Corona und Sprache
Unter manchen Stickern stecken sogar Rasierklingen. Wer versucht, sie zu entfernen, kann sich schwer verletzen. © imago / Hanno Bode
Der Sticker- und Graffiti-Krieg
08:47 Minuten
Linguisten aus Hamburg untersuchen, wie Corona unsere Sprache prägt. Im Fokus: Schilder, Plakate, Sticker und Graffitis. Mittlerweile sei ein regelrechter „Sticker-Krieg“ zwischen Impfgegnern und -Befürwortern entbrannt, berichten die Forscher.
Aprilwetter mitten im Februar: erst Regen, dann Sonne, dann wieder Regen bei halben Orkan-Böen: in Hamburg nichts Ungewöhnliches.

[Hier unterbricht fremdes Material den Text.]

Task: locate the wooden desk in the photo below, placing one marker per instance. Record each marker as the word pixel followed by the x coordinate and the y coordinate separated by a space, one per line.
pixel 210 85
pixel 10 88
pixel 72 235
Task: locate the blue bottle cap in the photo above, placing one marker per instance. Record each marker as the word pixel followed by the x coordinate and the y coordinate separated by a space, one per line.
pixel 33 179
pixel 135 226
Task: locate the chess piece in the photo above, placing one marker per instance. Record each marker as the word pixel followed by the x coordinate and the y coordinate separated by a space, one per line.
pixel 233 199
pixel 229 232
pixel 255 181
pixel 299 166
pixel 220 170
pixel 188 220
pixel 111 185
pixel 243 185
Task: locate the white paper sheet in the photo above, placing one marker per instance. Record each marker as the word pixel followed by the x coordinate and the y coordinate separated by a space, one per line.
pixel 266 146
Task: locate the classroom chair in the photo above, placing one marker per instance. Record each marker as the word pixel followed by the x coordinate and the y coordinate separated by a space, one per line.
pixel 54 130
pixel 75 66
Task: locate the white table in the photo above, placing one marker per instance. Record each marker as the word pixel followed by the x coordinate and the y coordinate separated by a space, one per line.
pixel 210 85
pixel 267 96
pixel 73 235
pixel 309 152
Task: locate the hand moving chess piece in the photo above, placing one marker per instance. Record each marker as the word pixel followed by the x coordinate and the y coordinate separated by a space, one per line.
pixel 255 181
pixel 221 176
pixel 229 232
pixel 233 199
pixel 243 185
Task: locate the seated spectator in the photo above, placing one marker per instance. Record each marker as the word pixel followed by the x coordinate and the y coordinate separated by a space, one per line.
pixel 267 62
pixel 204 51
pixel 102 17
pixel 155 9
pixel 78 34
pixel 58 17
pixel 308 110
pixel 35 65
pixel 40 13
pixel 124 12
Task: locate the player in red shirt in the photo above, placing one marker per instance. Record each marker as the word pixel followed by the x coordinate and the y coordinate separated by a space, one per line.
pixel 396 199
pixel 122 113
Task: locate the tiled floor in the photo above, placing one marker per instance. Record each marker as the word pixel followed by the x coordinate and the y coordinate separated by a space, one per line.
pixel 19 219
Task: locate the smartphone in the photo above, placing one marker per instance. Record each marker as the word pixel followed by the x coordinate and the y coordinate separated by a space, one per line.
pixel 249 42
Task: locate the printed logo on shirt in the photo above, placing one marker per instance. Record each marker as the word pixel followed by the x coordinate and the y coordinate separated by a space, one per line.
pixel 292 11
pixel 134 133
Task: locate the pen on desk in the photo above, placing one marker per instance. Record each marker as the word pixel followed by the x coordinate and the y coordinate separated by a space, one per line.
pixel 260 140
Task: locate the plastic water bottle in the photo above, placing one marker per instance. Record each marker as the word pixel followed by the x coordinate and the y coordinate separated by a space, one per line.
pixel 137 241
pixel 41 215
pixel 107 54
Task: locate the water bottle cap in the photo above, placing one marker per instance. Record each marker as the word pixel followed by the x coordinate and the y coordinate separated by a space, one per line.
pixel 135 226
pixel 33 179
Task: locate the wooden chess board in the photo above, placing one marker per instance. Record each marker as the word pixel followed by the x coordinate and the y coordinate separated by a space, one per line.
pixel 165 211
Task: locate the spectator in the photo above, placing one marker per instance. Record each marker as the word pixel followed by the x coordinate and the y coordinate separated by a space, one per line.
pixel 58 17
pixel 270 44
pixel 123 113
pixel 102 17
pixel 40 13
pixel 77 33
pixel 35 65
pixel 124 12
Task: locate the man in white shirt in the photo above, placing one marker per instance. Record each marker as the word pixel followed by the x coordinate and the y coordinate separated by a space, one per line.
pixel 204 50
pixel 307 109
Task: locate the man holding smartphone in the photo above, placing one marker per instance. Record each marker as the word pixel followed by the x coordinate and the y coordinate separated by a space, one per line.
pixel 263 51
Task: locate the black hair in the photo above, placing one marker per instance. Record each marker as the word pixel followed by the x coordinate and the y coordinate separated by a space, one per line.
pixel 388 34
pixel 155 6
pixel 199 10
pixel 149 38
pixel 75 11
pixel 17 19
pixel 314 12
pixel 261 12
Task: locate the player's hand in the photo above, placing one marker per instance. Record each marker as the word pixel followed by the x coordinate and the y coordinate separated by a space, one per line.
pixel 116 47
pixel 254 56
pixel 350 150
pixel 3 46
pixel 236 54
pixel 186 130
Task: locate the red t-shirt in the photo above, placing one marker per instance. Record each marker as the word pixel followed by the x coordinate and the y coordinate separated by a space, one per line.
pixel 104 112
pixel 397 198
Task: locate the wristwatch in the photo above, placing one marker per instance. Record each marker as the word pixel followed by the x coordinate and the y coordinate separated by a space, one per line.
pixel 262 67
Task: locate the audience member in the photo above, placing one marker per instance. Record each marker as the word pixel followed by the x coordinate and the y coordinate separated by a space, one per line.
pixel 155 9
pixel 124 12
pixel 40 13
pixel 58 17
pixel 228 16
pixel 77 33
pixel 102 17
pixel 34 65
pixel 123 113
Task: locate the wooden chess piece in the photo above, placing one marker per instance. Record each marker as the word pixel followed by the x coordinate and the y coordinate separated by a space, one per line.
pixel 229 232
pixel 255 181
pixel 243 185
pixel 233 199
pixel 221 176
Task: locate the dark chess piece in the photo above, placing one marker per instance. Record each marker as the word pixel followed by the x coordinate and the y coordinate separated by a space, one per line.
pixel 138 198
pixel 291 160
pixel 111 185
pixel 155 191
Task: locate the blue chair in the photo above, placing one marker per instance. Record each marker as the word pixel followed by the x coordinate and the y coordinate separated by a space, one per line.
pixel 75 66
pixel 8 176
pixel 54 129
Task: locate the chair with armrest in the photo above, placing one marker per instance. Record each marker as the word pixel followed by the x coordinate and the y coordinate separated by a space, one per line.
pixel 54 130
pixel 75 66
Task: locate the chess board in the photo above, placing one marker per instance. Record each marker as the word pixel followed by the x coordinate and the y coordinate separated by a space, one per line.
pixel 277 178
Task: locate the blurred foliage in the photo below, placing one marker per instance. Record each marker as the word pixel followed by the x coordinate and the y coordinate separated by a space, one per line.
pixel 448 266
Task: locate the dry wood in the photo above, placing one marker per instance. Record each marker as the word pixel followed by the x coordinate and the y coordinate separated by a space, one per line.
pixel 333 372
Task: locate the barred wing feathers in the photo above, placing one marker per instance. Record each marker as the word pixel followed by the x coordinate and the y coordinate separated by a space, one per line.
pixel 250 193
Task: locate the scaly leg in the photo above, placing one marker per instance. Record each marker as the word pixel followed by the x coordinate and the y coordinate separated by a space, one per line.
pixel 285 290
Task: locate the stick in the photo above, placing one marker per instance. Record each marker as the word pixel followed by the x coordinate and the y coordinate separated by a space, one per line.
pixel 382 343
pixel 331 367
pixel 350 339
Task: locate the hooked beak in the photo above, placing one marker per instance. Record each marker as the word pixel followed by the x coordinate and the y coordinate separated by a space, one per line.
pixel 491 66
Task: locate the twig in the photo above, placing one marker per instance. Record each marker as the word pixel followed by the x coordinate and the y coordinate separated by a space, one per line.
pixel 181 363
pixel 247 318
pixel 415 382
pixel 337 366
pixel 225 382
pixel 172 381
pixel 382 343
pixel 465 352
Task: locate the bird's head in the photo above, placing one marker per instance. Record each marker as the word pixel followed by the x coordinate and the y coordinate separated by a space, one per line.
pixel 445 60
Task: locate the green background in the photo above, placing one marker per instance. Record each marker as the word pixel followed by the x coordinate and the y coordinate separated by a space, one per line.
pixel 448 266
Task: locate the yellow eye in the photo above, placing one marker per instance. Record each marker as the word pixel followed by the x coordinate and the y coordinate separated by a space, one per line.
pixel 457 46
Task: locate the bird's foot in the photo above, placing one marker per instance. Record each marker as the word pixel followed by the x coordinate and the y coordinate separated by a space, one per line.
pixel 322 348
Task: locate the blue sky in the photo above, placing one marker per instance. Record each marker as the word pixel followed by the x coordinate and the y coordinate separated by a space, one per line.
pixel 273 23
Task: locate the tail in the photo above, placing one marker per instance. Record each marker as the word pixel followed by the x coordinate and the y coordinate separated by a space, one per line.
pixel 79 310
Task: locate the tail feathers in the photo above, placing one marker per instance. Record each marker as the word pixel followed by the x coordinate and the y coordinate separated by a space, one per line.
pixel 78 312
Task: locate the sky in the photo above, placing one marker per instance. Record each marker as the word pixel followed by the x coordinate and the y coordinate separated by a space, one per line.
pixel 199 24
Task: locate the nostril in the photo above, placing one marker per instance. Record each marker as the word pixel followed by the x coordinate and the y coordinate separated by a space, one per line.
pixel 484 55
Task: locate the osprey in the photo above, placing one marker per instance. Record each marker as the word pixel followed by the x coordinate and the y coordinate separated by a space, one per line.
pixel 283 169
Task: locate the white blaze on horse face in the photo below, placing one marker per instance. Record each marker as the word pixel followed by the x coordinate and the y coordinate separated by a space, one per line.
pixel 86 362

Jannis Androutsopoulos kennt das schon. Er sei Sprachwissenschaftler an der Universität Hamburg, erzählt er. „Und wir befinden uns jetzt gerade in Barmbek.“
Der gebürtige Grieche, der schon länger in der Hansestadt forscht, ist von seinem Institut nach Barmbek geradelt, das alte Arbeiterviertel. Trotz Regen. Der Mann in der schwarzen Regenjacke ist da hart gesotten.
Graffitis als Forschungsobjekte
Jannis tut das, was Linguisten so tun: Sprache analysieren. Oder um genauer zu sein: Er forscht über die „Sprachlandschaft im öffentlichen Raum“, seit vier Jahren schon.

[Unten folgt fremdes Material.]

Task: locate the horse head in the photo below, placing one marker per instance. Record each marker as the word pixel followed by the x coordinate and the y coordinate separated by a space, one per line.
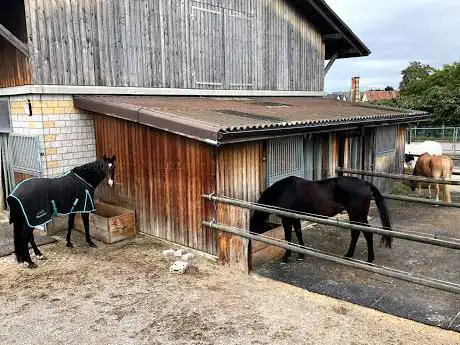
pixel 109 170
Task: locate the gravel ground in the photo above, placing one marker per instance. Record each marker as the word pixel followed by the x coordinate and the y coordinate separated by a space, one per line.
pixel 124 294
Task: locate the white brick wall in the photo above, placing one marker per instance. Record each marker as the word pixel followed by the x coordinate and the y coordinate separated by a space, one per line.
pixel 66 133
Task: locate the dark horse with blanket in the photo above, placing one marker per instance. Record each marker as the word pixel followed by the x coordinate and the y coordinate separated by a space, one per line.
pixel 34 202
pixel 325 198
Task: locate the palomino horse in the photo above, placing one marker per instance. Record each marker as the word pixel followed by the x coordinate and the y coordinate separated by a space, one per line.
pixel 325 198
pixel 412 151
pixel 34 202
pixel 435 167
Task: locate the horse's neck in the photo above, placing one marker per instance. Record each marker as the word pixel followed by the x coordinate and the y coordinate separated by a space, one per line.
pixel 92 176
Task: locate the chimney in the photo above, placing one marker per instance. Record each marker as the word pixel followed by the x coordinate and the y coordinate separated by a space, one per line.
pixel 354 94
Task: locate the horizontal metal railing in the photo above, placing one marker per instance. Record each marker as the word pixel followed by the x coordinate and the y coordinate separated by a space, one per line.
pixel 455 244
pixel 382 270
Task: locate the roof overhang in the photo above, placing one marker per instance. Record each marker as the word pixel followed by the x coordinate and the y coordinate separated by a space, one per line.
pixel 217 121
pixel 337 36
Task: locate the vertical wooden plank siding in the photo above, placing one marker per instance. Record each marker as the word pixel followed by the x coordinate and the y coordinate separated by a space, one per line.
pixel 235 44
pixel 15 68
pixel 233 251
pixel 239 169
pixel 162 176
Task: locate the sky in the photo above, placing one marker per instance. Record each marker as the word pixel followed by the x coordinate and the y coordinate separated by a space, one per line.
pixel 396 32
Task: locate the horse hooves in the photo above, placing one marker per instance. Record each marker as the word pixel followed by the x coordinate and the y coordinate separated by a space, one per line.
pixel 30 264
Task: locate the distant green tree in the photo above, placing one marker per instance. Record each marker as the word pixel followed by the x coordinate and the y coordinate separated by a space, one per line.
pixel 436 91
pixel 414 73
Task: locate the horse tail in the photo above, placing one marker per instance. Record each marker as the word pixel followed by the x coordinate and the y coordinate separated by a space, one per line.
pixel 447 170
pixel 384 214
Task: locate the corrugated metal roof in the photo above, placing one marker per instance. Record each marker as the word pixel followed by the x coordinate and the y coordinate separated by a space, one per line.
pixel 218 118
pixel 381 95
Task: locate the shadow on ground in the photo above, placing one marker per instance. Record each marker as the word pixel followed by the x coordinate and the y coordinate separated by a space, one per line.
pixel 392 296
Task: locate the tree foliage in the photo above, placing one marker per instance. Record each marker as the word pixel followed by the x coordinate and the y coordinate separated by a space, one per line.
pixel 436 91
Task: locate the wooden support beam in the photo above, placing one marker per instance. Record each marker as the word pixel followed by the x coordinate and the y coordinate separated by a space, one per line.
pixel 16 42
pixel 330 63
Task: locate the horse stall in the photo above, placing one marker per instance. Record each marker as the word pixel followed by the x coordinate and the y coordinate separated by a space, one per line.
pixel 172 150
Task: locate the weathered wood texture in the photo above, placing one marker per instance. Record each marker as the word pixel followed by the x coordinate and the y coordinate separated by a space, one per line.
pixel 240 173
pixel 109 223
pixel 162 176
pixel 233 251
pixel 217 44
pixel 262 252
pixel 15 68
pixel 239 170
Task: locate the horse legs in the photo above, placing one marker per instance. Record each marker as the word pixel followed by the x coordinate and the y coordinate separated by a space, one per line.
pixel 370 243
pixel 28 236
pixel 85 217
pixel 18 229
pixel 298 233
pixel 69 231
pixel 287 226
pixel 37 252
pixel 354 240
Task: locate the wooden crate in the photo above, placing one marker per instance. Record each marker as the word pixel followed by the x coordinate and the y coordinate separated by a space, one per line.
pixel 109 223
pixel 262 252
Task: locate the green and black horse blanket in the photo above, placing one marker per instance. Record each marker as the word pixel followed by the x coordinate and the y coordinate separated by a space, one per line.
pixel 41 199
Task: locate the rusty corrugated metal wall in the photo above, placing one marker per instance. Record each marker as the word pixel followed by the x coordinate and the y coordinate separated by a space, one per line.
pixel 162 176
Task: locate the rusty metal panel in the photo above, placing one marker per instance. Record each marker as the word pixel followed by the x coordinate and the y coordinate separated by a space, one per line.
pixel 285 157
pixel 162 176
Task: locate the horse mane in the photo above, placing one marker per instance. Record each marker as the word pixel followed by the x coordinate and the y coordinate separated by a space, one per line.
pixel 269 197
pixel 93 172
pixel 96 165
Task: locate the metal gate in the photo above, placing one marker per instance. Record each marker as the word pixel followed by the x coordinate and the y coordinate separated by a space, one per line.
pixel 25 154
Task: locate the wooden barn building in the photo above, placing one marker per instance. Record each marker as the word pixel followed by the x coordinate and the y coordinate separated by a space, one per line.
pixel 193 96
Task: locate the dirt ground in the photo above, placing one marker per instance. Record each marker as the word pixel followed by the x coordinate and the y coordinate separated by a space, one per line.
pixel 124 294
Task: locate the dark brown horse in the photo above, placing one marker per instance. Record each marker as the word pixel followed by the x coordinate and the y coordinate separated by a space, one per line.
pixel 325 198
pixel 34 202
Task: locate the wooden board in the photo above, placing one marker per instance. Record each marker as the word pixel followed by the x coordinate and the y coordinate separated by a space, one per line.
pixel 109 223
pixel 233 250
pixel 262 252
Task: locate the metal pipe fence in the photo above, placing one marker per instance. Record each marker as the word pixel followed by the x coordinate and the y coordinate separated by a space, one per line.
pixel 453 244
pixel 398 176
pixel 421 200
pixel 382 270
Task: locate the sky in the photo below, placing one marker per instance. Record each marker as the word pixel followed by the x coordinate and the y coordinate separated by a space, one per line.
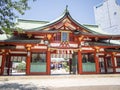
pixel 48 10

Er archiviert auf „LinguaSnappHamburg“ – seiner App – das, was ihm und seinen Studierenden auffällt, in der Sprachlandschaft. „Graffiti, Aufkleber, aber auch Transparente auf Demos.“ Mehr als 700 Fotos sind so zusammengekommen, viele mit Corona-Bezug.
Corona bestimmt unsere Sprache
Corona hat nicht nur unser Leben grundlegend verändert, sondern auch unsere Sprache. So sieht Jannis das. Den Anfang machten Verbote und Hinweise. Schilder, auf denen stand: Der und der Park ist jetzt wegen Corona gesperrt, das Geschäft XY vorübergehend geschlossen. 2020 war das, im ersten Lockdown.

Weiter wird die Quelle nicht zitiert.